Num dos seus ensaios, Theodor Adorno apresenta o conceito de desestetização para formular uma crítica a Martin Heidegger e à forma como este debruçou o seu pensamento sobre a Poesia, nomeadamente sobre a poesia de Friedrich Hölderlin. Segundo Theodor Adorno, Martin Heidegger debruçou-se sobre os poemas de Friedrich Hölderlin, desestetizando-os, isto é, negligenciando a sua formulação original, estando Heidegger apenas interessado na mensagem que é imediatamente compreendida no poema.
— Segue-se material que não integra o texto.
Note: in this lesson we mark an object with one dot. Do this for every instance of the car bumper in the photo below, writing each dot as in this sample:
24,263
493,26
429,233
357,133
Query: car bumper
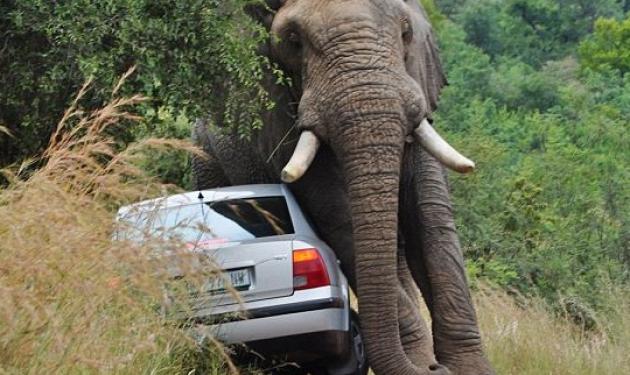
317,310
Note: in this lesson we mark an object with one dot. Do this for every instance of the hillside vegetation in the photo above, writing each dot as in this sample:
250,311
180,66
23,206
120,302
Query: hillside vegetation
538,96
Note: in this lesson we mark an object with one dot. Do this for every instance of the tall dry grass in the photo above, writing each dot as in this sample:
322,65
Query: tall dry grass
528,340
71,299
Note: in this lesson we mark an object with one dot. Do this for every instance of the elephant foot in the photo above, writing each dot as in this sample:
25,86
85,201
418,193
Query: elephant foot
468,364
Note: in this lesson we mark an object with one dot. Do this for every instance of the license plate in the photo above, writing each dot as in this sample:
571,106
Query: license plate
238,279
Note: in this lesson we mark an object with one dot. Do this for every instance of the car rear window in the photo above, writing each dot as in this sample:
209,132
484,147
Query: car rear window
219,221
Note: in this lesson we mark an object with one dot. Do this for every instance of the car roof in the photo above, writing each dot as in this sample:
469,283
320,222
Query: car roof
209,195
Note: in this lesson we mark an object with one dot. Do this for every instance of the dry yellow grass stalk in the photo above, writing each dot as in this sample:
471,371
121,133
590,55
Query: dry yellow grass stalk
71,299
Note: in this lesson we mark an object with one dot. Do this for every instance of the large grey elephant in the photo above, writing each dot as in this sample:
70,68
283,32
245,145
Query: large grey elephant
353,138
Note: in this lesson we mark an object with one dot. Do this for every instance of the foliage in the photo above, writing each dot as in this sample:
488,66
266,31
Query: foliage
547,211
533,31
190,57
608,47
71,299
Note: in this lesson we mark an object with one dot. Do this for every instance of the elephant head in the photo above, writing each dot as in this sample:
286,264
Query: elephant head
368,77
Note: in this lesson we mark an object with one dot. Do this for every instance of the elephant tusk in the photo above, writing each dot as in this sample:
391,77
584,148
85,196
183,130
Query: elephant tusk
435,145
302,158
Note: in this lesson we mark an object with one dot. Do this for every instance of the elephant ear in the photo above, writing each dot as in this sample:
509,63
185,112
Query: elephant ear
263,11
423,60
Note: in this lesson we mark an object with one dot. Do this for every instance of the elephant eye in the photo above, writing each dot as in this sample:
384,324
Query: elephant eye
407,31
294,38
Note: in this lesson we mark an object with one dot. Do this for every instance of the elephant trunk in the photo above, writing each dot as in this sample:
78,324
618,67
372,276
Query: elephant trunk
369,144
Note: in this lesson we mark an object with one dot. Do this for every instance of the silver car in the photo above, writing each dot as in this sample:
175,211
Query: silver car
294,299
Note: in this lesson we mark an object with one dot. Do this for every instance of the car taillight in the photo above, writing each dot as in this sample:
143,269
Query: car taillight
309,269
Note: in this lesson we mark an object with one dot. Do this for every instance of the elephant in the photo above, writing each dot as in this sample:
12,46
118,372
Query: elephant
353,138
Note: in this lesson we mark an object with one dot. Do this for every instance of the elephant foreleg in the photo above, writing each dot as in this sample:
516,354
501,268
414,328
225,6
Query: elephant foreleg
414,334
207,171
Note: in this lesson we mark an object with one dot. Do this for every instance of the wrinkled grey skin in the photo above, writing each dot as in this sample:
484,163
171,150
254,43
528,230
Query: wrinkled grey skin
366,73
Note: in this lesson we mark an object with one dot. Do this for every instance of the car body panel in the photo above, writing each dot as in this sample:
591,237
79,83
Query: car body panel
269,308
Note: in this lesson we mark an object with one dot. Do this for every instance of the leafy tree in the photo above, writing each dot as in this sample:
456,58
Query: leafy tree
608,47
190,56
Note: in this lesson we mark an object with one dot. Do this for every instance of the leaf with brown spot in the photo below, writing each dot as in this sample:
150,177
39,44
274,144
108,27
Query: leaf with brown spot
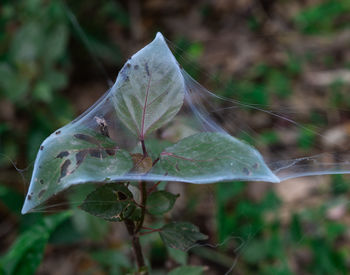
142,164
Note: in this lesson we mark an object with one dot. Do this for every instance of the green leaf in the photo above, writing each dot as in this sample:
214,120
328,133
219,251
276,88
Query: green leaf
112,202
188,270
160,202
26,253
149,90
177,255
73,156
212,157
181,235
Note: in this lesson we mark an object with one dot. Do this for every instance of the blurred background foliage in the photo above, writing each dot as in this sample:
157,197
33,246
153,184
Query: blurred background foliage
57,57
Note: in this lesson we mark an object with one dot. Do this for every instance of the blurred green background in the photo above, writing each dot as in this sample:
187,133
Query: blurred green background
56,58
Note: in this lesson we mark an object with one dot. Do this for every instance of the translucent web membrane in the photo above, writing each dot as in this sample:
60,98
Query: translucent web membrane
158,124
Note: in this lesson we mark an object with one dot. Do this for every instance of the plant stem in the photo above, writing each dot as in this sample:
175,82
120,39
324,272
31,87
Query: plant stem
134,228
143,203
135,244
145,154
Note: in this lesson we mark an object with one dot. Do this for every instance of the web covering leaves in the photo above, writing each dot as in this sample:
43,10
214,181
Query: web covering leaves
156,108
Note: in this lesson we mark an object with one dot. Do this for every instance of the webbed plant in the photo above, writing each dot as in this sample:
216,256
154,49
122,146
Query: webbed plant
151,127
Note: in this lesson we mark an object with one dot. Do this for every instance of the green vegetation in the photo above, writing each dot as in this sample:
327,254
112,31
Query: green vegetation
264,233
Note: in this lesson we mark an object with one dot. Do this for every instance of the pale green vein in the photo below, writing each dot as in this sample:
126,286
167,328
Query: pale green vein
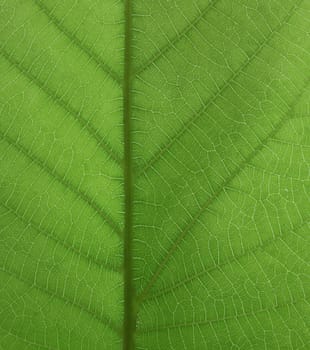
25,340
66,183
186,126
171,43
79,254
105,321
129,322
214,197
253,250
177,326
87,50
57,99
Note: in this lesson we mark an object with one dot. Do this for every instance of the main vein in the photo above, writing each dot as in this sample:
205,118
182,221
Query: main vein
129,295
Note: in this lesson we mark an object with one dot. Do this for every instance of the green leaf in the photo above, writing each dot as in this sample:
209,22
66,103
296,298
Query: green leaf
154,174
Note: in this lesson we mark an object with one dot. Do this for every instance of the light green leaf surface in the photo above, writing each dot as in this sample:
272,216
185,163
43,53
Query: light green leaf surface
154,174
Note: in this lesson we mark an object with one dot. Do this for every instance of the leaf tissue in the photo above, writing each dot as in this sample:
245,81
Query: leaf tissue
154,174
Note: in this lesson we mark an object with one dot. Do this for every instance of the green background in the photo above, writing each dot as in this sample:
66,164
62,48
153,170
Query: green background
219,158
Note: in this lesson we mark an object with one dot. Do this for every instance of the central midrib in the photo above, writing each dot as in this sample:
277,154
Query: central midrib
129,295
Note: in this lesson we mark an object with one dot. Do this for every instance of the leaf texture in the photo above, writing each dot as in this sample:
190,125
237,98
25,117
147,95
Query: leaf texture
154,174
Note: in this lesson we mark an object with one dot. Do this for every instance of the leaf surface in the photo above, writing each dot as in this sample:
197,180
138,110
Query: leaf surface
154,174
A crítica central de Theodor Adorno consistia, assim, na negligência da textura sensível do poema, descurando o modo de se criar este mesmo poema, atendendo apenas à mensagem que este transmite de uma forma mais imediata. A crítica de Adorno pode ser enunciada como uma ignorância à natureza sensível da poesia, e, embora esta seja uma crítica de contornos estéticos e filosóficos, pode ser considerada válida no tempo presente no que concerne à Poesia. Consideramos, num sentido geral, a Poesia pela mensagem que transmite de forma mais imediata, negligenciando a sua natureza sensível e descurando a utopia em que a Poesia se encontra. A Poesia, na sua formulação e textura sensíveis, é uma utopia sem lugar ou tempo, revolucionária, um ideal de perfeição… A Poesia, sendo ela uma utopia, é a dimensão gloriosa do real, sem espaço ou tempo, é o alcance da perfeição, um acto de primavera, onde o sol brilha, e as flores acabam a espera da promessa antiga, de uma manhã de cheiros e maresia.

 

Observação: O título desta crónica é uma referência a uma das longas-metragens do Mestre Manoel de Oliveira.